P.S.: I am not saying that all quality is relative; I hope you understand that. As far as I’m concerned, the difference between, say, Raiders of the Lost Ark and Citizen Kane, or indeed between Raging Bull and The Departed, isn’t one of quality. It’s not that one film is better than the other – it’s the subject matter and its treatment that are different. Arguably one is deeper than the other, but in the end depth is something I can take or leave. Sometimes I want an intricate seven-course meal, and sometimes I want a hamburger… but I want a good hamburger.
Let me be clear. Taxi Driver and Raging Bull are great cinema, and they deserve all the accolades they get. But they’re the kind of movies I appreciate rather than enjoy. Watching Raging Bull yesterday, for the second or third time, I was struck less by the virtuoso cinematography and editing, by Martin Scorsese’s effective use of music (yet again), or by the performances, than by the sheer masochism in the movie.

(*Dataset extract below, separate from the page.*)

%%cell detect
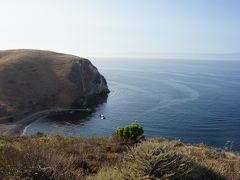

LaMotta’s masochism, where especially the later fights are extended bouts of self-punishment for his dimly understood sins. De Niro’s masochism, putting on 60 pounds for the role. But there’s also an element of masochism in sitting through this masterpiece. Paul Schrader (probably more so than Scorsese) writes the most effective guilt trips, but it’s difficult not to flinch and despair a little more at mankind (it’s really the men who come off looking worst in the guilt stakes) when LaMotta punches the walls of his prison cell or when he does his “I coulda been a contender” speech, or when Travis Bickle puts a finger dripping with blood to his temple and mimes blowing his head off.
On a less masochist note: last night’s episode of House, M.D. (“Que Sera, Sera”) featured a remarkably controlled performance by both Pruitt Taylor Vince and his fat suit, transforming him into a 600-lb patient. While the episode was far from perfect, kudos ought to go to the House team for an astute handling of what could have been eminently tasteless TV.